When someone over the age of 55 loses a job it takes them about 4 months longer than their younger counterparts to find another one – and even when they have a job, the scenario is far from rosy for many in New York City. According to a new AARP survey of voters age 50+ in New York City, nearly 50% say they've experienced or witnessed some form of age discrimination in the workplace or on the job trail.
"New York City's 50+ are facing very serious issues related to their age in the workplace, that's a huge concern to AARP and it ought to be for candidates and elected officials in the city as well," said Beth Finkel, State Director for AARP in New York.
46% of survey respondents said they were concerned about age discrimination at work, and based on the rest of the survey findings, those concerns are valid.

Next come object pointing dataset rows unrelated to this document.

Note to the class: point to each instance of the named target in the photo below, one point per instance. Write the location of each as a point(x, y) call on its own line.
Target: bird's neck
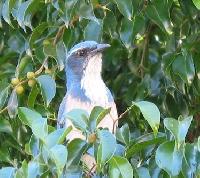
point(90, 77)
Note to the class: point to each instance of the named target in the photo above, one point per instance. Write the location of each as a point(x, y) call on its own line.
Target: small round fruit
point(19, 89)
point(15, 81)
point(47, 71)
point(30, 75)
point(92, 138)
point(31, 83)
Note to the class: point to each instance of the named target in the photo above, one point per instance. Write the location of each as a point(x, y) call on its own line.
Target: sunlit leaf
point(106, 148)
point(125, 7)
point(48, 87)
point(120, 167)
point(167, 153)
point(151, 113)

An alarming 48% said they either experienced or witnessed at least one of the following regarding themselves, a family member or a friend who has turned 50:
- 26% not been hired for a job because of age.
- 24% passed over for a raise or promotion due to age.
- 23% laid off, fired, or forced out of a job since turning 50.
- 27% encouraged or forced to retire before they preferred to.
- 23% subjected to unwelcome comments about their age.
Another startling statistic from the AARP survey, 50% of voters 50+ in NYC said they will have to delay their retirement for financial reasons.
The issue is so prevalent; it will likely play a role in who the age group votes for in NYC. 75% are very or extremely likely to vote for the candidate who will work to ensure workplace opportunities for New Yorkers as they age and 72% said those elected should support laws, regulations and policies that support older workers.
AARP has been working to bring the issue to the attention of the Mayoral and City Council candidates in NYC, holding a series of debates, voter engagement efforts, and grassroots activities. AARP members are expected to account for half of all votes cast in the NYC General Elections. While AARP does not endorse candidates, have a PAC, or give money to campaigns or political parties, the non-partisan membership organization does provide straight-forward information on the issues to 50-plus voters, the media and the general public.